Woakes will seek to help out the uncapped Saqib Mahmood (L) and Matt Fisher (R) on tour
‘We’ve all been in strange places over the last couple of years with Covid and unfortunately performance was always going to take a bit of a back seat because the ECB were trying to look after people’s wellbeing. They did as well as they could in that period.’
Then came the Ashes, when everything that could go wrong did. ‘We went to Australia with a belief we could win,’ says Woakes. ‘You don’t go thinking you’re going to lose because you would be defeated before you left.
‘But we had to kid ourselves to an extent because we hadn’t had any preparation and all the talk before the series was about Covid, what we would be able to do and whether we would be able to take our families. The cricket was hardly being talked about.
‘It wasn’t until almost when we got there we realised we had a big series to play. So we did have one hand tied behind our backs. You have to start well and we didn’t.
‘As players we take responsibility but unfortunately coaches always get looked at first when things go wrong. When a couple lose their jobs you feel guilt as a player. You’re in prime position to try to put results right.
England must conquer the West Indies without Jimmy Anderson (R) and Stuart Broad
‘I’ve worked with Ashley Giles for a large part of my career and he’s a great man. And I’ve worked with Chris Silverwood as a bowling and head coach, and we did some good stuff together. It does hit you when they go.’
Now an England side with an interim coach in Paul Collingwood head to the Caribbean for what Woakes hopes will be a return to touring normality.
‘There might be some bio-secure conditions but not as much,’ he says. ‘In a perfect scenario we’d be back to normal but players understand they must be careful. Just hopefully not locked in a hotel. I hope it’s not too bad because guys are getting towards the end of their tether now with bubbles. At the start of Covid we thought we would play less cricket, there wouldn’t be as much travelling and it would extend careers but it’s been the opposite. There’s that much cricket and that much time in bio-secure environments it might have shortened guys’ careers.

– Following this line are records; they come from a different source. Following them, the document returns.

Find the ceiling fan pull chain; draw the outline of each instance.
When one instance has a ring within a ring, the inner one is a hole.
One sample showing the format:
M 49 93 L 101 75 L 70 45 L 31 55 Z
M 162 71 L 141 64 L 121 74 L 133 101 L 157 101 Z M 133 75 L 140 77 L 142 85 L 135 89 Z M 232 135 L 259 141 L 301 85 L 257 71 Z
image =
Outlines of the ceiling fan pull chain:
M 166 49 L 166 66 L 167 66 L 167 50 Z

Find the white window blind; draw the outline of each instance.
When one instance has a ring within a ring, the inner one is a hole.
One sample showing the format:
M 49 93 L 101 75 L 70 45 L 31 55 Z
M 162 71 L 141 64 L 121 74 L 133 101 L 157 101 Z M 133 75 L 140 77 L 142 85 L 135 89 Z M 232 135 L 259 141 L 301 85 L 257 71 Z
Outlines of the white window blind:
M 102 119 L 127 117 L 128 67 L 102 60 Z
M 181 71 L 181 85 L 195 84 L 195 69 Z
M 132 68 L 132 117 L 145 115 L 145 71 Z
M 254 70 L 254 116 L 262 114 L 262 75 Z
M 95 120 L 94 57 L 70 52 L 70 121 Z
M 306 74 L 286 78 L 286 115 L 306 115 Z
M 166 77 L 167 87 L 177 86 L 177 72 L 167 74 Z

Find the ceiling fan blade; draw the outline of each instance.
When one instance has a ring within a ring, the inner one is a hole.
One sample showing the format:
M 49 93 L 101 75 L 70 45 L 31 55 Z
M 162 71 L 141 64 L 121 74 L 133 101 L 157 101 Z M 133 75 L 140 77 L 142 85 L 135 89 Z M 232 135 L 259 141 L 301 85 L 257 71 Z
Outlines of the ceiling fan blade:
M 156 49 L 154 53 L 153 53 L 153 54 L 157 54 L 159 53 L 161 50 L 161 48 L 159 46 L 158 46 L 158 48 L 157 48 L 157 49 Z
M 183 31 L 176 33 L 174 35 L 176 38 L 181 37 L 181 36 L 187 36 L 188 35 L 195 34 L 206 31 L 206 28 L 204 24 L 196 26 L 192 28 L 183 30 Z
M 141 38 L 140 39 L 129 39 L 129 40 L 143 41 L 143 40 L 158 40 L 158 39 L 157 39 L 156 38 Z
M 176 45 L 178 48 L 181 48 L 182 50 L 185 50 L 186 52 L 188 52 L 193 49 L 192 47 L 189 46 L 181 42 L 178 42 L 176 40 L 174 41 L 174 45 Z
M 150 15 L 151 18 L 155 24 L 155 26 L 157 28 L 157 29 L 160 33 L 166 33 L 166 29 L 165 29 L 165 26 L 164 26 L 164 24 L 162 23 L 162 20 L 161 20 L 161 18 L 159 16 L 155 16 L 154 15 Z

‘So let’s hope bubbles will be a thing of the past.’
England women are back in hard quarantine in New Zealand ahead of their World Cup.
‘If I had to do 10 days in a room now I wouldn’t travel,’ insists Woakes. ‘It’s got to the stage where it has had an effect and I wouldn’t be willing to do it.
‘Fair play to the women’s team. It’s an incredible effort.’
Now England need an incredible effort to win for only the second time in a Test series in the Caribbean in 54 years.
‘I saw that stat and you do look at it and say, “Wow”,’ added Woakes. ‘West Indies might see themselves as favourites and we have to work out how we want to go forward as a Test team and then deliver.
‘We’ve got to score more runs than we did in Australia and find a way to take 20 wickets, which is exciting for a young group. We have to find a way to win a Test series when our backs are against the wall.’
Spoken like a true senior bowler.
First Test: March 8, Antigua. Second Test: March 16, Barbados. Third Test: March 24, Grenada.